Looking at a few of these numbers for the Spitfire, we see an arm angle from the body of 33.24 degrees and a body angle from the BB of 82.30 degrees, just a bit more relaxed than the Warbird

Once a baseline of useful angles are gathered, it becomes far easier to fit a rider to a bike or model a custom frame beneath them.

This is untested but it is relating to actual measures of fit rather than an arbitrary factor off the top of one’s head. The “Arm Angle from Body”, here 34.23 degrees is the value in question. The preferred value will be one that works for you in the geometry paradigm that you are using. If you are on an old fashioned bike, it may be shallower. If you are on a modern bike and are an aggressive climber it may be broader.

Below, I compare 3 very different bikes; The 180mm forked hardtail Warbird, the full rigid klunker Spitfire, and the flat bar all-road Airspeeder.

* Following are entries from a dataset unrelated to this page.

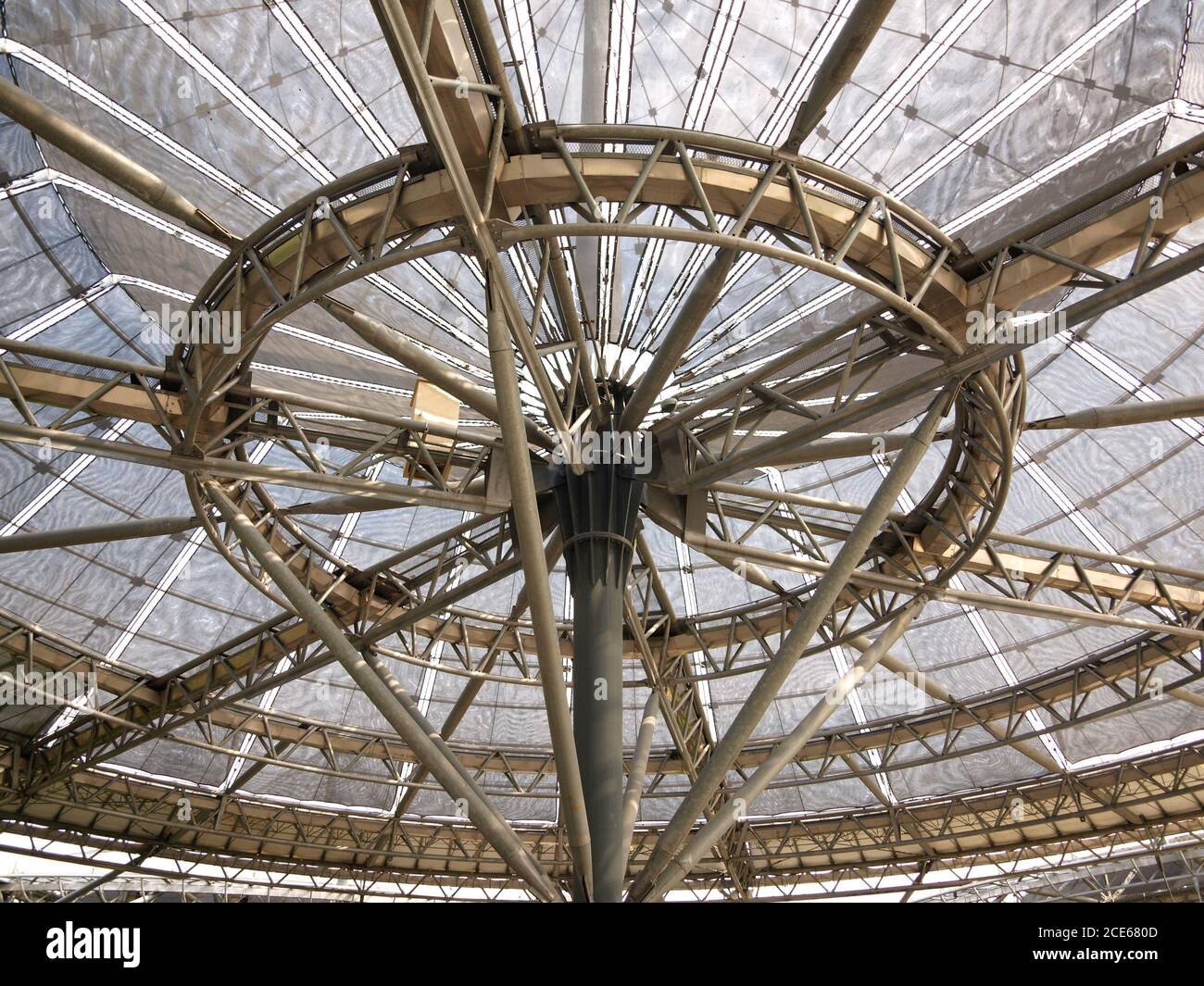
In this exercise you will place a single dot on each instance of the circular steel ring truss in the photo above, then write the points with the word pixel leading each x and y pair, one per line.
pixel 949 505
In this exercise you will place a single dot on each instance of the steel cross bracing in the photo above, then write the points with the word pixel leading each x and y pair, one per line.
pixel 500 185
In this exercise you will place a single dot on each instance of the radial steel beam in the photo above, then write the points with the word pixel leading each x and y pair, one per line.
pixel 677 340
pixel 96 533
pixel 781 757
pixel 793 645
pixel 1115 416
pixel 638 769
pixel 530 547
pixel 837 68
pixel 390 700
pixel 232 468
pixel 105 160
pixel 428 366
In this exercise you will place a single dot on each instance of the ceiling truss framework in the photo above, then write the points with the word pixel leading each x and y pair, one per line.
pixel 509 196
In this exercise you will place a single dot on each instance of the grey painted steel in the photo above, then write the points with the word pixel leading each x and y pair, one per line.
pixel 598 508
pixel 638 769
pixel 393 702
pixel 782 755
pixel 104 159
pixel 529 536
pixel 821 600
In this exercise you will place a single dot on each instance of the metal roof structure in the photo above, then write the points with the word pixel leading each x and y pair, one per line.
pixel 678 449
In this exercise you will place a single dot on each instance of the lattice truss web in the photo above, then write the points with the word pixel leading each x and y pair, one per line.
pixel 312 307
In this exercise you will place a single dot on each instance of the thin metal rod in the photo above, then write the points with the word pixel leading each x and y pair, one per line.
pixel 677 340
pixel 96 533
pixel 388 696
pixel 1112 416
pixel 821 600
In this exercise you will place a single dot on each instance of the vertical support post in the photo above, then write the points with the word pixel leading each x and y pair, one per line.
pixel 529 536
pixel 597 516
pixel 638 769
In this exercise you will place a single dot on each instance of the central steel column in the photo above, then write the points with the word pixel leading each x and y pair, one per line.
pixel 597 517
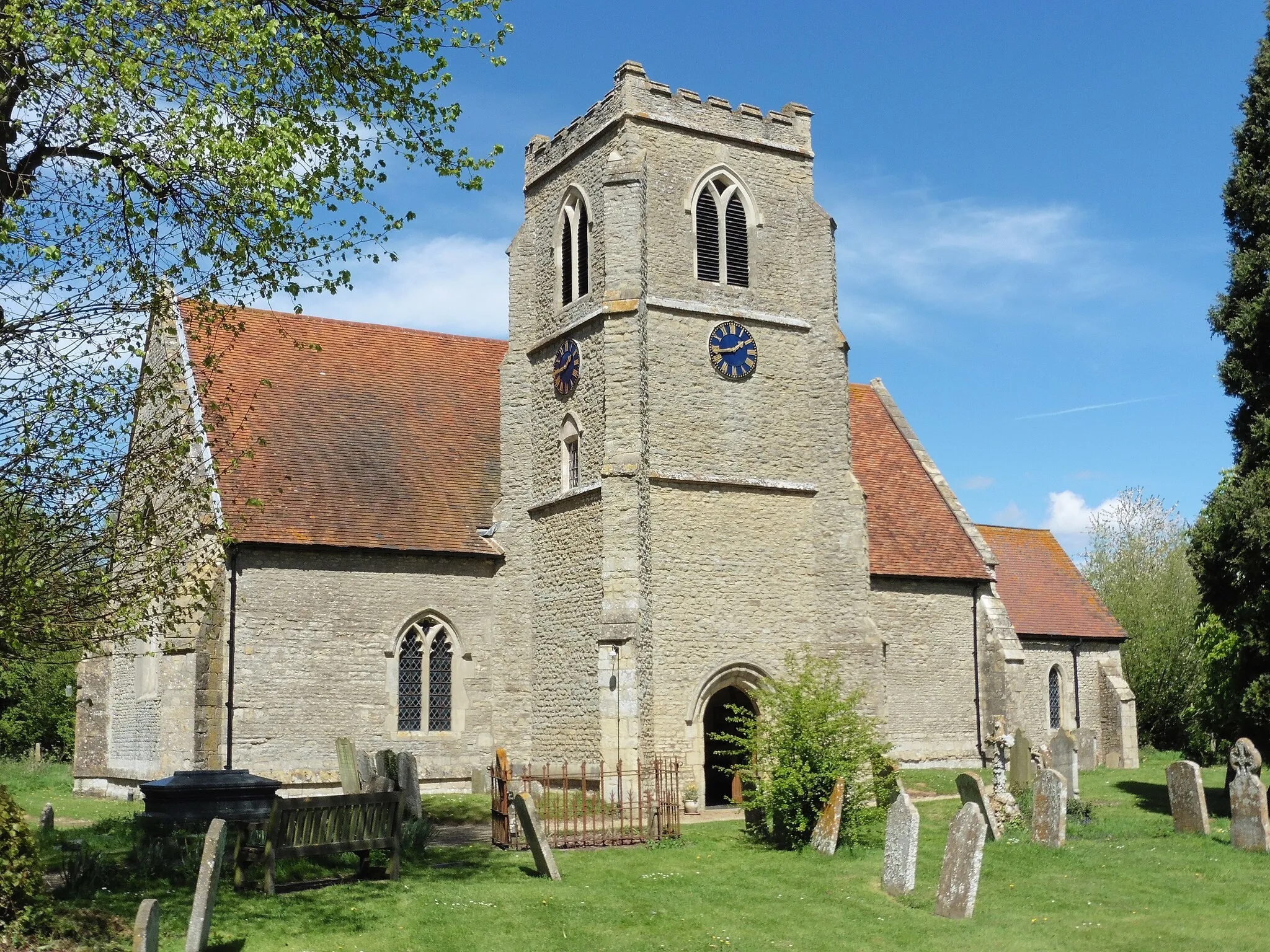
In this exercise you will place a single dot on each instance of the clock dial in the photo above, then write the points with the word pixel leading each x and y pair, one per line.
pixel 567 368
pixel 733 351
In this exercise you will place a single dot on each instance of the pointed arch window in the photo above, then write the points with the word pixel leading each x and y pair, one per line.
pixel 573 252
pixel 1055 699
pixel 722 232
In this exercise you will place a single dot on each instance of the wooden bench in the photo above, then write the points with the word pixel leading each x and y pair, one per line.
pixel 351 823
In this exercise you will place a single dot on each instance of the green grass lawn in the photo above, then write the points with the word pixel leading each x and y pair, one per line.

It’s interesting how close they are and what is changing just slightly on each.

It does appear that with with more data from riders of other sizes, this can work.

You may ask, “Why make this so complicated?” I’m not. This function is a simplification of what is really happening, that accounts for a few of the variables in question. How a rider relates to a bicycle is very complicated and dynamic. We try to simply our rules of thumb but if we go too far, we aren’t doing anything. I’m trying to produce utility here.

Of course, like any ‘rule of thumb’ this is not an accurate model. That would be impossible without trackside point tracking and rendering in 3D space. So what do we do? We look for something that works to help predict our needs as different rider bodies on different terrain with different strengths and skills….on different bike designs. That’s a lot to pack in. Too complex and we get lost in the weeds. Too general (LLB-RAD) and it’s completely useless.

I feel that this system does give a useful feed back based on the 4 inputs. The problem at this point is finding out how to generalize the two angular fields. More, the simple measure of just the arm socket location is proving to be difficult to produce accurately and repeatedly among folk. That is where my work on this is going now. I may have to visit some kinesiologists for some help.

This as a tool would be a boon for me as a designer, especially given my current te techniques. Necessity is the mother of invention and I need this tool.

I’m going to stew on this more. This needs further investigation. While I’m not a fan of ‘off the bike’ fitting, getting to a real usable system of translation would be good. I’ll give Brent @BikeCAD a call and see if he’ll get this measure added to his program.

I tell people to measure their bikes all the time. They never do. Really. NEVER. Measure your bike! Test this crap out before you believe it. You can start understanding bicycle geometry instead of just talking about it.

Be careful what you read and what you believe. You get what you put in.

Also, unlike McCormack, I don’t allow my bike to get ruined by having handlebars in the correct position. I solved that problem long ago, ala the #beancan.